A cornerstone of cinema has died. Jean-Luc Godard was a great filmmaker but his contribution to the artform was greater than the average genius auteur's. He is one of a handful who could be said to have changed the whole shape of the medium. He and Truffaut, with the French New Wave starting in the late 1950s, changed the fundamental language of cinema, creating ripples that would eventually spread all over the world, as far as Japan and the U.S. The advances of 1970s American cinema into realism and complex storytelling couldn't have begun without the influence of the French New Wave, and therefore virtually all cinema to follow owes Godard a debt. He died yesterday at 91.

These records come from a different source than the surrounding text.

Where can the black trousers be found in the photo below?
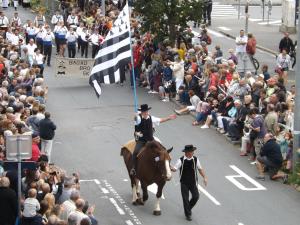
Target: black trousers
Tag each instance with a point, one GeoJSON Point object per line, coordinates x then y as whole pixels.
{"type": "Point", "coordinates": [139, 145]}
{"type": "Point", "coordinates": [84, 48]}
{"type": "Point", "coordinates": [47, 53]}
{"type": "Point", "coordinates": [95, 49]}
{"type": "Point", "coordinates": [71, 50]}
{"type": "Point", "coordinates": [188, 204]}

Human beings are compulsively reactionary. Once someone has thrown mud in your eye, the impulse to throw back something worse can be overwhelming so that the conflict becomes defined purely by conflict. But Godard was a rare critic whose motives were a perfect blend of love and criticism. For as much as Pierrot le Fou or Vivre sa vie deconstructs the tools of the filmmaker, operating as postmodernist manifestos on the manipulative quality of motion pictures, they were also imbued with real human warmth. Godard's maxim that "cinema is the truth 24 times a second and every cut is a lie" led to his tendency to treasure long takes of his actors, lingering on a shot of Brigitte Bardot in Le Mepris until a natural smile starts to overtake her performance.
He breaks it all down but then he builds something from the old pieces that turn out to retain their lustre after the assault. He made something new that was really a distillation and accentuation of what was great about the old. He achieved a mixture of nature and artifice that's endlessly magnificent to behold.